Étant donné leur nombre peu élevé, soit 30 000 sur une population totale de 14 millions, les Phnongs ne font certainement pas le poids. Face à cette exclusion persistante, il convient de proposer des solutions. Comme l’exprime Sylvain Vogel, « l’avenir dépendra des Phnongs eux-mêmes et ce qu’ils veulent conserver de leur culture. » Toutefois, il semble que l’avenir des Phnongs ne dépende pas que d’eux-mêmes. « Les décisions d’aménagement du territoire et de développement économique sont prises à Phnom Penh. Les Phnongs n’ont pratiquement aucune prise sur l’évolution de leur environnement social et écologique. Il reste à savoir comment cette société, qui est organisée en petites unités villageoises, peut s’organiser pour faire perdurer son identité. » , ajoute le linguiste.
Il convient de noter que le groupe phnong n’est pas dépourvu d’érudits : beaucoup de d’entre eux ont suivi des études et maîtrisent le khmer, l’anglais ou le français. Certains travaillent pour des organisations non gouvernementales ; d’autres occupent même des postes clés au sein du gouvernement, bien que ceux-ci ne soient pas considérés comme des représentants de la majorité.

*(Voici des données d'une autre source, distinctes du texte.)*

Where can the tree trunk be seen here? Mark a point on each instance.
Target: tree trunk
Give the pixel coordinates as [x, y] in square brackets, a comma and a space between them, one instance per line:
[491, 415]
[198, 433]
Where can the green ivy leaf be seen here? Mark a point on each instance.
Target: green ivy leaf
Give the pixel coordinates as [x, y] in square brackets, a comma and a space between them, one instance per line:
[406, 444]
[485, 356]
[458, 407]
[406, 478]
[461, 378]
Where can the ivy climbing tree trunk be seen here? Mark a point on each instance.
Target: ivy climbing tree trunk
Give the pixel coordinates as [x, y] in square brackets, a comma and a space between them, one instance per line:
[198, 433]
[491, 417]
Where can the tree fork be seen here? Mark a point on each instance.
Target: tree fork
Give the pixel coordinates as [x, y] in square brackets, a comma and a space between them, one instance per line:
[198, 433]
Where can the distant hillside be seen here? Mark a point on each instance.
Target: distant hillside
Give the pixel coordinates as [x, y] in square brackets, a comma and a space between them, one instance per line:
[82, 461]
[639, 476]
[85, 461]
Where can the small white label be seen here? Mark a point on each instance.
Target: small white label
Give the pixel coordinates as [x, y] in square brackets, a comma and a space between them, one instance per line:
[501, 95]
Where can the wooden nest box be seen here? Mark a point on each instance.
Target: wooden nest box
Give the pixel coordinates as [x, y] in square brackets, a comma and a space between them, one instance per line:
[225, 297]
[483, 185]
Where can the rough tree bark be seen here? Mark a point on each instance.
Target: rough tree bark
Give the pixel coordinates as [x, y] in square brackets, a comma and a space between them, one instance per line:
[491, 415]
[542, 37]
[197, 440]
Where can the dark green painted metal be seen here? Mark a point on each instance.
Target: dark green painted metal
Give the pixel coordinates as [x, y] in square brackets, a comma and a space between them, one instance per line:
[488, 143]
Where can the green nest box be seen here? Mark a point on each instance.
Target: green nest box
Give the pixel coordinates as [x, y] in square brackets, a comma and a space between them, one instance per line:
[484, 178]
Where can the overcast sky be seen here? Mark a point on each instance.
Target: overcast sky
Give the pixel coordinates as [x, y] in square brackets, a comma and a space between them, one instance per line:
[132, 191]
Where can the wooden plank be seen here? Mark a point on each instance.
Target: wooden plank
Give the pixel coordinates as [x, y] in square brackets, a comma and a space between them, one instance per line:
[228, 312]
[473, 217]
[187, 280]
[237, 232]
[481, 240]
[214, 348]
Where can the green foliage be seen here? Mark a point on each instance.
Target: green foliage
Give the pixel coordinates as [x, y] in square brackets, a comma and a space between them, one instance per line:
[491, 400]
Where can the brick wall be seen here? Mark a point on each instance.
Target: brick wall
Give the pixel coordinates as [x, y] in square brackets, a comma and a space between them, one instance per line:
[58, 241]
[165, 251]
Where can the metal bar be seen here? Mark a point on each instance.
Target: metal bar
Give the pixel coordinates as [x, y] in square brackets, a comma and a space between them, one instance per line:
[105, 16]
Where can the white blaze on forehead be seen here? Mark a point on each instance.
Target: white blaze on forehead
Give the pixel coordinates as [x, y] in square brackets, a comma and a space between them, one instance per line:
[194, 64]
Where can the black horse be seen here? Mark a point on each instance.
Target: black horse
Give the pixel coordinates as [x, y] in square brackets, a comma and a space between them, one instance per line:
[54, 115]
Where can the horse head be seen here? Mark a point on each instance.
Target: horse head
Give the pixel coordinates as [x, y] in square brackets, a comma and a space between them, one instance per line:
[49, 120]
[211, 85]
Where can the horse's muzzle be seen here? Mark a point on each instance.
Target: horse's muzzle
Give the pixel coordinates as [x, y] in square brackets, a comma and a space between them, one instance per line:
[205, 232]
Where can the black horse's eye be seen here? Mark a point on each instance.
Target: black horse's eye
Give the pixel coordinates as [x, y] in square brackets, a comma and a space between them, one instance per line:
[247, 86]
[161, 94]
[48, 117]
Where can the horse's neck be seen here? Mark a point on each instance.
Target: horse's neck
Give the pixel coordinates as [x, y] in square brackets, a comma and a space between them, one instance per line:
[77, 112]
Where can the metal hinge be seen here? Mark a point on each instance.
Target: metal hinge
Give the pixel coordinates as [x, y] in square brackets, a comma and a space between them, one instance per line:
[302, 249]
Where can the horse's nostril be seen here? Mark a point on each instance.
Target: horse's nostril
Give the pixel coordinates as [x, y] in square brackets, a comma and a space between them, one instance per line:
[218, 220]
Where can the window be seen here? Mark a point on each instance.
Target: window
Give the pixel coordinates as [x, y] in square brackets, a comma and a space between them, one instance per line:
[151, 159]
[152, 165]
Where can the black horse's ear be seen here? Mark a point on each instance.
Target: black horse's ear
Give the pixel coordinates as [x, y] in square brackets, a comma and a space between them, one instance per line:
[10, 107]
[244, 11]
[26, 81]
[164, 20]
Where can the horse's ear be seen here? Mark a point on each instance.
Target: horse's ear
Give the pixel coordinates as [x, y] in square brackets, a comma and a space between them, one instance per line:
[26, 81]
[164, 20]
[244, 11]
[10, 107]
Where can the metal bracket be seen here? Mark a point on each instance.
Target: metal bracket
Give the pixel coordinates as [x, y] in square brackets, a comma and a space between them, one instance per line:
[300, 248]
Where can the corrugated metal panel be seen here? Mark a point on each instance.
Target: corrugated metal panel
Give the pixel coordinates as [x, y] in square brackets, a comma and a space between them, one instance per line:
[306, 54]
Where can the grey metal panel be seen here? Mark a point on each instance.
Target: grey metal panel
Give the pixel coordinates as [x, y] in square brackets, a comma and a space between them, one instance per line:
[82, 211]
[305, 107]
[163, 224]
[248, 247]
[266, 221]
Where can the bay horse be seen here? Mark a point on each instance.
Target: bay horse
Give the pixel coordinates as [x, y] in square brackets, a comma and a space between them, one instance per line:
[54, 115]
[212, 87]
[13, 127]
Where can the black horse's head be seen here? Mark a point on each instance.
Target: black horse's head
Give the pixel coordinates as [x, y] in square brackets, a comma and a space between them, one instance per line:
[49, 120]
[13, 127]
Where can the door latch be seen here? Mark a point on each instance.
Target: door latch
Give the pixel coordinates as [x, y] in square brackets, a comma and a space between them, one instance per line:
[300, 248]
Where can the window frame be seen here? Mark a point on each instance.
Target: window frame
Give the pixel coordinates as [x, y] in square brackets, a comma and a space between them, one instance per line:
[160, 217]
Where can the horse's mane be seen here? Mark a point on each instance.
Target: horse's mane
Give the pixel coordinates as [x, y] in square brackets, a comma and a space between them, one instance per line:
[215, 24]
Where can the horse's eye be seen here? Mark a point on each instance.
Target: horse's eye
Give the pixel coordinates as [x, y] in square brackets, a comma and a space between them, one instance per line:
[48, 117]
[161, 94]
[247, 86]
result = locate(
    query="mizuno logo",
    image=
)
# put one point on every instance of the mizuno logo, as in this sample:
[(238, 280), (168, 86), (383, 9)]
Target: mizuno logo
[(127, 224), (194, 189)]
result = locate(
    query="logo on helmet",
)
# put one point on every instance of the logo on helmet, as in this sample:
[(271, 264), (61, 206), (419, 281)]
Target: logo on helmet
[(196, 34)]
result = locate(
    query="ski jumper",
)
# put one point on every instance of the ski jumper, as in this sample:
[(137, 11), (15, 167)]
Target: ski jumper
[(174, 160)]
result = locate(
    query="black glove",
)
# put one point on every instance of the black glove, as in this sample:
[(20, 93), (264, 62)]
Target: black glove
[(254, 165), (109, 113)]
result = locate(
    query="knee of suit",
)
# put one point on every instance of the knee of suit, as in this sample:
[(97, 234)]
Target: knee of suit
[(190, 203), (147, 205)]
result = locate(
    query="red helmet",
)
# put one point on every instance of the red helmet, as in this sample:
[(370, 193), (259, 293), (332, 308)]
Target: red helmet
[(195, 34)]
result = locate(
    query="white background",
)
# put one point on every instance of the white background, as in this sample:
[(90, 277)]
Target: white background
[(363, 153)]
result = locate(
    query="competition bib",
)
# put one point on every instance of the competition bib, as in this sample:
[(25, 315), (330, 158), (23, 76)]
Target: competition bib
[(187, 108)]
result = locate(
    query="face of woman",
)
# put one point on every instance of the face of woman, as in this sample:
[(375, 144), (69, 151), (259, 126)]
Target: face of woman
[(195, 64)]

Bien que la mondialisation tende vers l’homogénéisation, une diversité culturelle subsiste. Des peuples fiers de leurs idiosyncrasies revendiquent leur culture, demandant plus d’autonomie, voire l’indépendance. Les exemples foisonnent dans le monde et de nombreux États sont confrontés à ces mouvements d’émancipation. Les échanges entre protagonistes sont plus ou moins pacifiques en fonction du contexte et du mode de communication, selon qu’il s’agisse de l’usage de la force ou du dialogue.